Apoiado na força de sólidas convicções, o pensamento de monsenhor Escrivá suscita, ao mesmo tempo, uma visão aberta, serena, pluralista. Sempre me impressionou o tom afirmativo da pregação de monsenhor Escrivá. Sua defesa da fé não é, de fato, antinada, mas a favor de uma concepção cristã da vida que não pretende dominar à força da imposição, mas, ao contrário, quer se apresentar como uma alternativa cuja validade depende da resposta livre do homem.

Sua doutrina se contrapõe a uma doença cultural do nosso tempo: o empenho em confrontar verdade e liberdade. Frequentemente, as convicções, mesmo quando livremente assumidas, recebem o estigma de fundamentalismo. Impõe-se, em nome da liberdade, o que poderíamos chamar de dogma do relativismo. Essa relativização da verdade não se manifesta apenas no campo das idéias. De fato, tem inúmeras consequências no conteúdo ético da informação. A tese, por exemplo, de que é necessário ouvir os dois lados de uma mesma questão é irrepreensível; não há como discuti-la sem destruir os próprios fundamentos do jornalismo. Só que passou a ser usada para evitar a busca da verdade. A tendência a reduzir o jornalismo a um trabalho de simples transmissão de diversas versões oculta a falácia de que a captação da verdade dos fatos é uma quimera. Com efeito, se a verdade fosse impossível de ser alcançada, a simples apresentação das versões (ouvir o outro lado) representaria o único procedimento válido. Pretende-se, no fundo, transmitir a ideia de uma radical objetividade que, na prática, não existe. Josemaria Escrivá rejeita essa atitude míope e empobrecedora. "Informar", diz ele, "não é ficar a meio caminho entre a verdade e a mentira." O bom jornalista é aquele que aprofunda, vai atrás da verdade que, frequentemente, está escondida atrás da verdade aparente. É, sobretudo, aquele que não se esconde por trás de uma neutralidade falsa e cômoda.

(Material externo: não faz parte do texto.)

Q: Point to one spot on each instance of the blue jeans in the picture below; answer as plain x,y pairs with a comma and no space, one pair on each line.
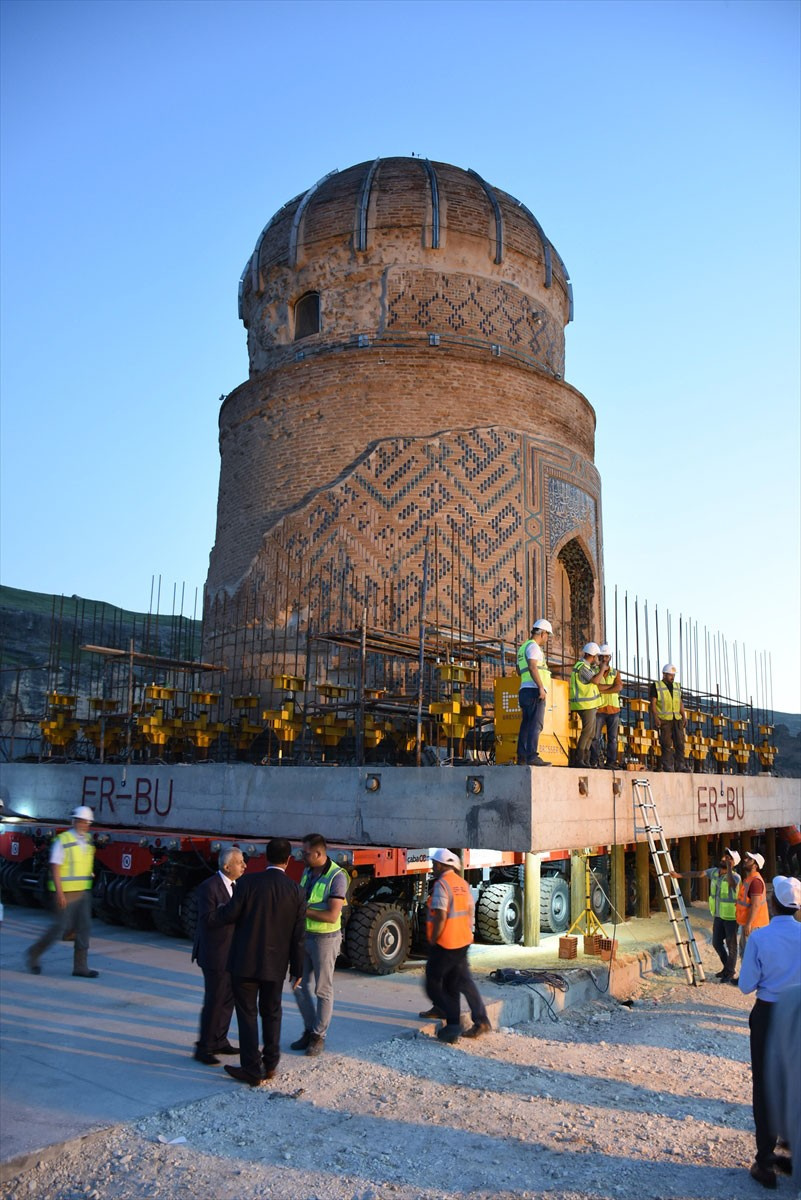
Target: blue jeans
319,960
531,721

Ao mesmo tempo em que defende os direitos da verdade, monsenhor Escrivá não deixa de enfatizar o valor insubstituível da liberdade humana - particularmente da liberdade de expressão e de pensamento - contra todas as formas de intolerância e sectarismo E, ao contemplar o dogmatismo que, tantas vezes, preside as relações humanas, manifesta uma sentida queixa:

"Que coisa triste é ter uma mentalidade cesarista e não compreender a liberdade dos demais cidadãos, nas coisas que Deus deixou ao juízo dos homens." Para ele, o pluralismo nas questões humanas não é apenas algo que deve ser tolerado, mas, sim, amado e procurado.

Na sua defesa da liberdade, no entanto, não ficava num conceito descomprometido, mas mergulhava na raiz existencial da liberdade: o amor - amor a Deus, amor aos homens, amor à verdade. O bom jornalismo, verdadeiro e livre, está profundamente comprometido com a dignidade do homem e com uma perspectiva de serviço à sociedade. São muitos os aspectos da mensagem de monsenhor Escrivá que, devidamente meditados, servem de poderosa alavanca ao fascinante exercício do jornalismo de qualidade.

Carlos Alberto Di Franco, diretor do Master em Jornalismo para Editores e professor de Ética Jornalística, é representante da Faculdade de Comunicação da Universidade de Navarra no Brasil.